Ну, обычно я против, чтоб меня называли старым придурком всякие негры-переростки, но в данном случае я решил — окей. По крайней мере, эти двое восьмифутовых не утратили связь с реальностью, и, в конце концов, я тоже их всяко изругал перед тем, так что мы квиты. Я за справедливость, и они ведь пытались помочь, так? Они звали и звали семифутового, пока я вел отсчет, всё твердили, давай к нам, паря, этот старый придурок и тэдэ. Они звали его по имени, еще одно выпендрежное имечко вроде Рашида, полжизни буду долбить, не запомню. Ле-как-его-бишь. Знаешь, как они это делают? Берут нормальное имя и добавляют «Ле». ЛеРон. ЛеБилль. ЛеБоб. ЛеБрюс. Что-нибудь в таком роде нахрен. ЛеФонсо — вот мое любимое. Альфонсо, реальное имя, — нет, его им не надо. ЛеФонсо. Крутое усовершенствование, верно? В конце концов, это их дело. Хоть ЛеПоцем назови, мне пофиг. По мне, приклеить пареньку имя ЛеФонсо — кошмар. Можно подумать, у парня мало будет в жизни проблем, если его назвать Гарри, а? Нет, давайте назовем его ЛеГарри. Ну и вот, только я запомнил имечко Рашид, и тут является Ле-Семь-Футов.
Я глянул на Лили, которая, как мне было хорошо известно, приплатила бы, лишь бы этот рассказ поскорее закончился. Она его уже слышала. Сколько раз — вопрос. Я наклонился вперед и сжал ее руку. Старался не подавать виду, как меня все это бодрит, хотя знал, что мне приезд Анджело пойдет во благо. Всякий раз, как моей жене приходится иметь дело со своим отцом, мои акции поднимаются. Ужасно думать, что он у нас все лето проторчит, зато к тому моменту, как мы от него избавимся, я в глазах Лили стану довольно хорош. Потерпеть несколько дней — и жена уткнется лицом мне в шею, давясь слезами разочарования, вины и безнадежной любви.
Я сочувствовал Лили и в то же время хотел бы созвать сюда студентов из моего творческого семинара. Анджело мог бы их поучить, как нагнетать саспенс. Он давно уже наставил на нежеланного гостя обрез и снял с предохранителя, но он терпеливый рассказчик.

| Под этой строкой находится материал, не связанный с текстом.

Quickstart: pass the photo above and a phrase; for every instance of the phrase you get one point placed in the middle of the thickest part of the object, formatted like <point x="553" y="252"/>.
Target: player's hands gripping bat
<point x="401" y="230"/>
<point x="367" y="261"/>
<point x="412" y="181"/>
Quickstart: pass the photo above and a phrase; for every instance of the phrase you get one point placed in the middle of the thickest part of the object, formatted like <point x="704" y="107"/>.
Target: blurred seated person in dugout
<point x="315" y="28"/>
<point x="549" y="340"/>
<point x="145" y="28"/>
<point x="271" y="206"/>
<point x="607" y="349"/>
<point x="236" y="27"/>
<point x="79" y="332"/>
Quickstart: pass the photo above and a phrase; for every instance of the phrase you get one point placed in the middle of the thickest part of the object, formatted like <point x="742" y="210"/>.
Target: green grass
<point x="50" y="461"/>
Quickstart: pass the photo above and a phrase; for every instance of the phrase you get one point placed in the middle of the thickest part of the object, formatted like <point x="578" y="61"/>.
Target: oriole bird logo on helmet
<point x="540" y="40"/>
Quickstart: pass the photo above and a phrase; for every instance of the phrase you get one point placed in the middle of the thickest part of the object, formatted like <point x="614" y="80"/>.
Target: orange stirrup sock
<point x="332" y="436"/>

Он умеет замедлить повествование, и хотя мы с самого начала знаем, что рано или поздно он спустит курок, мы все же затаили дыхание и ждем, сделает ли он это. А реальное время двигалось с обычной скоростью, и мы уже на полпути к Аллегени-Уэллс, пенсильванский пейзаж легко скользил за окошком, оставаясь за пределами повествовательной оптики Анджело.
— Так что я досчитал в итоге до трех, достаточно громко, чтобы услышал даже семифутовый безухий ниггер. Но вот тебе наш ЛеБратец — он с места не сдвинулся, черт побери. И я себе думаю: что с этим парнем неладно? Он что, смерти жаждет, нахрен? Ну, если так, он попал по адресу. И вместе с тем я думаю: яйца-то у него есть, это заслуживает уважения, даже если с головой у него непорядок. И чем внимательнее я присматриваюсь, тем яснее вижу, что он похож на Рашида, так что, думаю, он все-таки может оказаться его братом в конце концов. В смысле — может быть, понял? Я не знаю, есть ли у Рашида брат, но почему бы и нет, и если у него есть брат, это вполне может быть этот парень. Такой слишком рослый, невоспитанный, тупоголовый, глухой, здоровенный черномазый братец. Откуда мне знать?